Un like, un mensaje y una cita frente al mar. Así partieron las historias de Fernanda (29) con Sebastián (31), y de Macarena (30) con Ignacio (27), dos parejas de La Serena que hoy tienen relaciones estables tras conocerse en apps de citas.
Aunque muchos aún dudan, una reciente encuesta de Cadem reveló que un 32% de los chilenos ha iniciado una relación con alguien conocido por Internet.
“Le di like sin pensarlo… y me cambió la vida”
Lo que partió como un match más terminó convirtiéndose en una historia de amor con proyección. Fernanda (29) y Sebastián (31), ambos de La Serena, se conocieron hace dos años a través de Tinder y hoy no solo comparten techo, sino también planes de futuro.
“Yo llevaba rato usando la app, pero sin muchas expectativas. De hecho, ese día estaba aburrida y me puse a mirar perfiles sin pensar mucho”, cuenta Fernanda entre risas. Fue ahí cuando apareció Sebastián: «me llamó la atención que no tenía fotos posando tanto, se veía más natural. Le di like y salió el match al tiro”, recuerda ella en conversación con #EsHoy.
Sebastián, por su parte, admite que tampoco tenía grandes expectativas. “Había tenido citas antes por Tinder, pero nada muy serio. Cuando hice match con la Fer, lo encontré bacán, pero no pensé que iba a pasar mucho más”, dice.
La conversación fluyó rápido. Partieron hablando de música, panoramas en la región y sus lugares favoritos en la conurbación. “Me gustó que era bien directa, no había que andar adivinando qué quería decir”, comenta Sebastián.
A los pocos días decidieron juntarse en persona. Eligieron un café en la Avenida del Mar, aunque ambos reconocen que iban con nervios. “Siempre está esa duda de si la otra persona es igual que en las fotos”, dice Fernanda.
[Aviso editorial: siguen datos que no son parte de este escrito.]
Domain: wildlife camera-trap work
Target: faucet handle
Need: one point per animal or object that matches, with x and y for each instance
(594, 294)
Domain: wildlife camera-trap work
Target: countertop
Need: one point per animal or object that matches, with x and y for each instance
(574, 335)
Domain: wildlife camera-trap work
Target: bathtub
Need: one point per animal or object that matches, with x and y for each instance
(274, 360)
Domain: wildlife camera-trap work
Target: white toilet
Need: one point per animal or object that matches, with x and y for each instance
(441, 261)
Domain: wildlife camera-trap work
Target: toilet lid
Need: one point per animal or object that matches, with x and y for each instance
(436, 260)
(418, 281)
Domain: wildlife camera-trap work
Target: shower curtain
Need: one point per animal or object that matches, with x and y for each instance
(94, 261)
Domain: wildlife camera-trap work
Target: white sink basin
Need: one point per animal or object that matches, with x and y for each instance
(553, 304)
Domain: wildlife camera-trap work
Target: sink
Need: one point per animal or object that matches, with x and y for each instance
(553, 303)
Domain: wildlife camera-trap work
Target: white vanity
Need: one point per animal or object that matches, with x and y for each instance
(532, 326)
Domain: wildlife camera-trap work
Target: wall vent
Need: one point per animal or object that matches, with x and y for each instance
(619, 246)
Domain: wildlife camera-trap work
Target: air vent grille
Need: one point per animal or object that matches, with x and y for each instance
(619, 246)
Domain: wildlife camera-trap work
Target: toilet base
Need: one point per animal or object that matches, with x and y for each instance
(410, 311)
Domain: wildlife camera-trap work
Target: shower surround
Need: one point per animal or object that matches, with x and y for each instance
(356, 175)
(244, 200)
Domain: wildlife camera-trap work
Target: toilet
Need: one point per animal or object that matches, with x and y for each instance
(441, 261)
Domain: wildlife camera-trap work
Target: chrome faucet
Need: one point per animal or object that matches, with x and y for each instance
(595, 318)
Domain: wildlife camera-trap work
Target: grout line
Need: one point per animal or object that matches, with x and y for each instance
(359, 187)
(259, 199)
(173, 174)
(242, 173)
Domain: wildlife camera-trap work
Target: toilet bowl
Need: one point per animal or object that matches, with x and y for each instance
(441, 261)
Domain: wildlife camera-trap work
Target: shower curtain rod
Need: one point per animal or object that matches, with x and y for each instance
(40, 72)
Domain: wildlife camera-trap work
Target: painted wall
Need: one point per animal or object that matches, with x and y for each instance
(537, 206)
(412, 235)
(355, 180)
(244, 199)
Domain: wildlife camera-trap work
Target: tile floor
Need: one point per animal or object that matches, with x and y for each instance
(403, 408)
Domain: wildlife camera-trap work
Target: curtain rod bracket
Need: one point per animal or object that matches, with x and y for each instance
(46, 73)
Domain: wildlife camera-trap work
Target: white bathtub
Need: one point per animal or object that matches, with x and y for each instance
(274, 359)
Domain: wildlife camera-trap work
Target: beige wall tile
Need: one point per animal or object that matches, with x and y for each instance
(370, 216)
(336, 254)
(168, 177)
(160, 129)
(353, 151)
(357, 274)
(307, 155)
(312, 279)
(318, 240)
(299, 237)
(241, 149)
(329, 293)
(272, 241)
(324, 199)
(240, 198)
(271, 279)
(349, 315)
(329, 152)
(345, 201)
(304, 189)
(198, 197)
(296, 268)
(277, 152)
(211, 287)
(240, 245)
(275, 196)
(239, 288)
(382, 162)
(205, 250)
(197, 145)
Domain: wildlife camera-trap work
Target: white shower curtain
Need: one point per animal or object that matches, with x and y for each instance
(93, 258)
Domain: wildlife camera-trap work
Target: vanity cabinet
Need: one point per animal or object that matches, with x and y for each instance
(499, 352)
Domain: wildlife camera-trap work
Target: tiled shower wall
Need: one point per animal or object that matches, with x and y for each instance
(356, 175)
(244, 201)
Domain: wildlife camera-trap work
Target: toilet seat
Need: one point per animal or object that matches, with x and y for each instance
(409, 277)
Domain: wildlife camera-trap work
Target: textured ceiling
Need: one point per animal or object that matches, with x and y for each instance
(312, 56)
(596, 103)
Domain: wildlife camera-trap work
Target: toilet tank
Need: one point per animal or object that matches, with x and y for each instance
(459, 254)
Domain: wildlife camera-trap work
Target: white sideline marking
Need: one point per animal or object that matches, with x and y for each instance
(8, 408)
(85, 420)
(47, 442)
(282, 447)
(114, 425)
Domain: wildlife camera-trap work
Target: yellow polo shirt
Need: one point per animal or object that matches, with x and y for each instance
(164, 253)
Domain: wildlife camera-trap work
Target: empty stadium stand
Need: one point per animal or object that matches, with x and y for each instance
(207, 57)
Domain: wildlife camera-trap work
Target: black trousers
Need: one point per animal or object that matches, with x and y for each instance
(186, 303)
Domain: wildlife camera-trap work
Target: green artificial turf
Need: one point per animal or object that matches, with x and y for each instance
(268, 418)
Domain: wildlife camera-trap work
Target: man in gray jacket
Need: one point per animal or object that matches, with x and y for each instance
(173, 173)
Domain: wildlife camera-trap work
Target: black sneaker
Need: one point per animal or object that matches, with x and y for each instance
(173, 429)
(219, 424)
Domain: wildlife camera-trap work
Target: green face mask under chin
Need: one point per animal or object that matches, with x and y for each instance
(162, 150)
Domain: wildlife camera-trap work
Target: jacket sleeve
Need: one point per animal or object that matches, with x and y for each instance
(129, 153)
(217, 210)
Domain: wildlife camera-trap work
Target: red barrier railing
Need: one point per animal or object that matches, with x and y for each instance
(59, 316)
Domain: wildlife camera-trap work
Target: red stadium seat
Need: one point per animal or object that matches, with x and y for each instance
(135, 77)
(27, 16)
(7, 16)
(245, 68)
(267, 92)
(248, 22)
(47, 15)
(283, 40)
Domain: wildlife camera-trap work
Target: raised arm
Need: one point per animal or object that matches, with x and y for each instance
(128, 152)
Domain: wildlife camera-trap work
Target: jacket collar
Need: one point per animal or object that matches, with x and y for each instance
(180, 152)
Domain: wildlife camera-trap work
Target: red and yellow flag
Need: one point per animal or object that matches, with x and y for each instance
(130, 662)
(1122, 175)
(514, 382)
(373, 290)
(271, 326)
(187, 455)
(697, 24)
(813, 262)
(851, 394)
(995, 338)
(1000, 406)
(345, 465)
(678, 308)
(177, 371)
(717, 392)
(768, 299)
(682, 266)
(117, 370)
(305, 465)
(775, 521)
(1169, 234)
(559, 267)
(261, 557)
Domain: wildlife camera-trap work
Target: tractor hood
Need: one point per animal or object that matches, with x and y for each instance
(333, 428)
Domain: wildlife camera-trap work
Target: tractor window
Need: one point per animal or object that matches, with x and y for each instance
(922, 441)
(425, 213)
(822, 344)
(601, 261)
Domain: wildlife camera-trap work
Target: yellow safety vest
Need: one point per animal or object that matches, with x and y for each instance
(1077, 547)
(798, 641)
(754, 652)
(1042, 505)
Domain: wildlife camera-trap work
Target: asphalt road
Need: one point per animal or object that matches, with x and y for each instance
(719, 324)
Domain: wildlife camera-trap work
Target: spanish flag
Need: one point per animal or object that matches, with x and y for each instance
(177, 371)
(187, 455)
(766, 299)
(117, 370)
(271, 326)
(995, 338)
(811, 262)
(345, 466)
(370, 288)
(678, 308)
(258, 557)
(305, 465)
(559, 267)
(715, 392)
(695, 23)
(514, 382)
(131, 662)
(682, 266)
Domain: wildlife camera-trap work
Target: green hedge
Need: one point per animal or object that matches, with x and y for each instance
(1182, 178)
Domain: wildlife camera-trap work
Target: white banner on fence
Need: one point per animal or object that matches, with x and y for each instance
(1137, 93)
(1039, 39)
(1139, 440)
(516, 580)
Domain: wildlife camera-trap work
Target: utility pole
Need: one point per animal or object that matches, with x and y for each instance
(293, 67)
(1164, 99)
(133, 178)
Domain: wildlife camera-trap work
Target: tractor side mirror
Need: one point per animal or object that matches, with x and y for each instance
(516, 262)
Pero las dudas se disiparon rápido. “Fue súper natural. Nos quedamos conversando como tres horas. Ahí dije ‘ya, aquí hay algo’”, cuenta ella.
Sebastián coincide: “Fue como juntarme con alguien que conocía de antes. No hubo silencios incómodos ni nada forzado”.
Tras esa primera cita, no dejaron de verse. Entre salidas a la playa, comidas y paseos por el valle, la relación fue tomando forma. A los seis meses ya estaban pololeando oficialmente.
“Yo creo que lo que más nos ayudó fue que fuimos súper honestos desde el principio. Ninguno estaba para juegos”, asegura Fernanda.
Hoy, dos años después de ese match inicial, viven juntos y proyectan seguir creciendo como pareja. “Si me preguntaban antes si iba a conocer a alguien importante por una app, no lo habría creído”, admite Sebastián.
Fernanda cierra con una reflexión: “Al final, estas apps son una herramienta más. Lo importante es atreverse. Yo le di like sin pensarlo mucho… y me cambió la vida”.
“Nos cerraron el bar y seguimos conversando”
Macarena (30) nunca fue muy fanática de las apps de citas, pero una amiga la convenció de probar suerte en Bumble. “Lo bajé casi por presión grupal. Decía que era solo para mirar”, reconoce a nuestro medio.
Ignacio (27), en cambio, llevaba un tiempo usando la aplicación sin demasiado éxito. “Había salido con un par de personas, pero nada que prendiera mucho”, cuenta a #EsHoy.
El match llegó un domingo en la noche. “Me gustó que en su descripción decía que era fanático de los completos y las caminatas largas. Fue como ‘ya, mínimo hay tema’”, dice Macarena.
Hablaron toda la semana y un viernes se juntaron en un bar frente a la playa. “Yo iba con cero expectativa, para no ilusionarme”, admite ella. Pero la conversación fluyó más de lo esperado. “Nos cerraron el local y seguimos conversando afuera”, recuerda Ignacio.
A los meses ya estaban pololeando. Hoy, además de compartir departamento, adoptaron un perro juntos. “Siempre le digo que Bumble no solo me dio pololo, me dio familia”, dice Macarena entre risas.
Las aplicaciones pueden ser solo una herramienta, pero las historias las construyen las personas. Y en estos casos, lo digital fue solo el comienzo de algo bien real.